Переполох по поводу масонства повел после 14-го декабря к обыскам у всех принадлежавших к этому братству. Забирали бумаги, отсылали в Петербург, а председателя ложи, Бравина, самого отвезли туда, забрав всю его переписку. Но важнейшая часть его бумаг, за несколько часов до обыска, говорят, была брошена в пруд в его саду. Об обыске предупредил его полицмейстер, его приятель, и тем спас Бравина, может быть, от тяжелых последствий. Бравин был в переписке с заграничными масонами и, вероятно, был не чужд не одних только всем открытых, благотворительных, но и политических целей, какие входили в секретный круг деятельности, как видно, иностранных и русских масонских лож.
14-ое декабря открыло правительству глаза на эти последние цели и вызвало известное систематическое преследование масонства, а с ним – всяких «тайных обществ», которые подозревались, но которых, кроме заговора декабристов, кажется, тогда не существовало.247 Все, кого призывали и допрашивали, так перетрусили, что после долго боялись говорить об этом, даже между собой, шепотом.
– Что же вы делали, когда собирались в своей тайной масонской зале: дела какие-нибудь? – допрашивал я «крестного».
– Да, были дела, читали письма, протоколы… мало было дел… – нехотя отвечал он.
– Что же еще? – приставал я.
– Какой ты любопытный! Еще… пили шампанское – вот что! чуть не ведрами, так что многих к утру развозили по домам.
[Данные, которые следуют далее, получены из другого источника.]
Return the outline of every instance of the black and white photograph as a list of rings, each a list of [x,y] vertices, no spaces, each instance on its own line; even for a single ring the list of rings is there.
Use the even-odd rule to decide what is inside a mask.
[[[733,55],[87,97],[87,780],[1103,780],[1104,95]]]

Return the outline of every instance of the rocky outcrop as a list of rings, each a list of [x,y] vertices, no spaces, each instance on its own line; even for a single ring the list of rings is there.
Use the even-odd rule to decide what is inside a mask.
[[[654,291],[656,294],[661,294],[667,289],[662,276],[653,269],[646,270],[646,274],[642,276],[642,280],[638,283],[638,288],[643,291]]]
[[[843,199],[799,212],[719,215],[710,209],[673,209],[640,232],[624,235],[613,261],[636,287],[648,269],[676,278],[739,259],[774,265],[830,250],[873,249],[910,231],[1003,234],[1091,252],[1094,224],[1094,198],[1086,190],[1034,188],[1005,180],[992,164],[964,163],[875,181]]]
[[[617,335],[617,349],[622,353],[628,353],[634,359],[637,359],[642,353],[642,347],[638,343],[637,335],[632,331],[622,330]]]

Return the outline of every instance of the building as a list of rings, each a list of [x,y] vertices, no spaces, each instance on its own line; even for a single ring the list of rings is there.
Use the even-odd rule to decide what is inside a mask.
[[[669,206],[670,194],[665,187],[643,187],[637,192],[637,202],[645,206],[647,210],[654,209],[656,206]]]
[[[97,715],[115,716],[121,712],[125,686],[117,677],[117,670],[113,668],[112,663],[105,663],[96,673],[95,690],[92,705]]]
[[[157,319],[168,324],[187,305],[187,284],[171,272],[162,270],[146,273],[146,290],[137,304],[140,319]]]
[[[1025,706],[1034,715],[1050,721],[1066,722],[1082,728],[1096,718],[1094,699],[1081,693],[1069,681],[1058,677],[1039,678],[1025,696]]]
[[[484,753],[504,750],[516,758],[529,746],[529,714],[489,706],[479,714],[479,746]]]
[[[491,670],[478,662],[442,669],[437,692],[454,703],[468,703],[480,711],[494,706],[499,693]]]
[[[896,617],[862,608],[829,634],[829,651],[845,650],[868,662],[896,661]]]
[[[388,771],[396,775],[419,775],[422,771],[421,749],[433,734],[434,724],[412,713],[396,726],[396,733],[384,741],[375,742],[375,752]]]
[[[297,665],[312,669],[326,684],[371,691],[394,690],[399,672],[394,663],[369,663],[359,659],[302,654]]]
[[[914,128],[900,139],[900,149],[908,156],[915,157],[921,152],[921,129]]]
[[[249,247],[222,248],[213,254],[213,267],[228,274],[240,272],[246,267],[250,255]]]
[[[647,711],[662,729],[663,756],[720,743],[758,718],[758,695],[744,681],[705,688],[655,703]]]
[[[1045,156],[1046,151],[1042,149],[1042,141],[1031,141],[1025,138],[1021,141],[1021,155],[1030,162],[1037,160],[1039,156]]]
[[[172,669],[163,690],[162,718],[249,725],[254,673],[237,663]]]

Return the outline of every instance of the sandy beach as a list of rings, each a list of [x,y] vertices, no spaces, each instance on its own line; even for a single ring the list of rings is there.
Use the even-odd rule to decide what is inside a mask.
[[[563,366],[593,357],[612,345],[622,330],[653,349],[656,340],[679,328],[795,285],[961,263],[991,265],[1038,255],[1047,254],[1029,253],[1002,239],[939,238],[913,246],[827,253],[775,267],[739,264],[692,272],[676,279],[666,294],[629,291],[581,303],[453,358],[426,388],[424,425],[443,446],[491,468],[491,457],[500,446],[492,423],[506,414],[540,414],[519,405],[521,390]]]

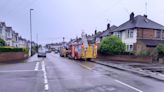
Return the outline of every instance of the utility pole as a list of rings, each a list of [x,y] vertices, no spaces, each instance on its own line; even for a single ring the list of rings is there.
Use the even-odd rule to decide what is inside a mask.
[[[146,15],[147,15],[147,1],[146,1],[146,3],[145,3],[145,13],[146,13]]]
[[[31,12],[34,9],[30,9],[30,49],[29,49],[29,56],[32,56],[32,15]]]
[[[38,33],[36,34],[36,42],[37,42],[37,52],[38,52],[38,49],[39,49]]]
[[[39,42],[38,42],[38,33],[36,34],[36,42],[37,42],[37,44],[39,44]]]

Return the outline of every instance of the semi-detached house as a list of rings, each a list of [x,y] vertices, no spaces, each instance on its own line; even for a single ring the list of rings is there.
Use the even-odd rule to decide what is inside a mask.
[[[129,20],[111,34],[121,38],[127,51],[150,51],[158,44],[164,44],[164,26],[148,19],[147,15],[131,13]]]
[[[0,38],[6,41],[6,24],[5,22],[0,22]]]
[[[12,27],[6,27],[6,44],[7,46],[13,46],[12,42]]]
[[[18,33],[12,31],[12,46],[18,47]]]

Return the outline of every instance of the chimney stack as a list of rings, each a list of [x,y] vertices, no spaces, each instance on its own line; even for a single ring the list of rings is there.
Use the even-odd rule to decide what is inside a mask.
[[[147,18],[147,15],[144,15],[145,18]]]
[[[110,29],[110,24],[108,23],[108,24],[107,24],[107,30],[109,30],[109,29]]]
[[[97,34],[97,30],[95,30],[95,35]]]
[[[132,12],[132,13],[130,14],[130,20],[131,20],[131,21],[134,20],[134,12]]]

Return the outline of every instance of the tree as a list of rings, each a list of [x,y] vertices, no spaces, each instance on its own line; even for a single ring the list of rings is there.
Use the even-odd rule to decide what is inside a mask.
[[[126,45],[116,36],[104,37],[100,43],[99,52],[101,54],[115,55],[125,52]]]
[[[6,45],[5,41],[0,38],[0,46],[5,46],[5,45]]]

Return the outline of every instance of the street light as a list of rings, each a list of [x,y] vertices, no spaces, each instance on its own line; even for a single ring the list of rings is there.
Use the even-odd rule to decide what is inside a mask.
[[[30,9],[30,49],[29,49],[29,56],[32,56],[32,16],[31,16],[31,12],[34,9]]]

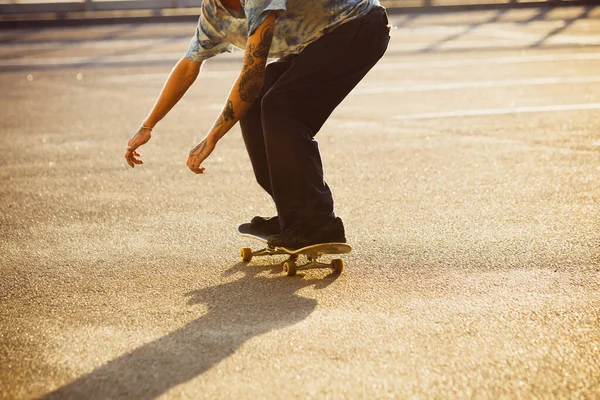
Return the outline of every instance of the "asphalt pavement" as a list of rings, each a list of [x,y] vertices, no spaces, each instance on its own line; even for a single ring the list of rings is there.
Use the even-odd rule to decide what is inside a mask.
[[[600,7],[394,15],[317,135],[354,250],[282,273],[193,23],[0,31],[0,397],[600,398]]]

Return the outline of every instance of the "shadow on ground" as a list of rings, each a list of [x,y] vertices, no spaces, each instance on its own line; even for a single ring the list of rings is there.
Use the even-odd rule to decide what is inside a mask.
[[[244,276],[233,282],[188,293],[188,304],[205,304],[207,313],[184,327],[124,354],[66,386],[44,396],[64,398],[155,398],[193,379],[233,354],[244,342],[307,318],[317,301],[296,292],[314,285],[323,289],[334,275],[320,279],[269,278],[265,268],[246,266],[226,272]]]

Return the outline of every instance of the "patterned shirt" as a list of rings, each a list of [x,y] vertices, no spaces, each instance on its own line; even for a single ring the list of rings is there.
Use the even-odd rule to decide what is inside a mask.
[[[379,0],[241,0],[241,5],[231,11],[220,0],[204,0],[185,57],[201,62],[233,47],[245,49],[248,36],[271,11],[278,17],[269,57],[298,54],[327,32],[367,14]]]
Больше я ничего от него не узнал. На вопрос о Бравине и его пребывании в Петербурге он лаконически сказал, что Бравина продержали там около полугода, потом отпустили. «Воротился весь синий, даже почернел: его, слышно, подвергли там секретно телесному наказанию…» – дошептал он и положил на губы палец молчания.
Все напуганные масоны и не масоны, тогдашние либералы, вследствие крутых мер правительства приникли, притихли, быстро превратились в утльтраконсерваторов, даже шовинистов – иные искренно, другие надели маски. Но при всяком случае, когда и не нужно, заявляли о своей преданности «престолу и отечеству». Например, Бравин хвастался мне, что бриллианты от пожалованного ему, уже несколько лет спустя после 14-го декабря, перстня он разделил между несколькими своими дочерями, чтоб у каждой осталось воспоминание о «милости». Все пошили себе мундиры; недавние атеисты являлись в торжественные дни на молебствия в собор, а потом с поздравлением к губернатору. Перед каждым, даже заезжим лицом крупного чина, снимали шляпу, делали ему визиты. Только старички, вроде Козырева и еще немногих, ухом не вели и не выползали из своих нор. Козырев саркастически посмеивался и над крутыми мерами властей и над переполохом. Гром в деревенские затишья не доходил.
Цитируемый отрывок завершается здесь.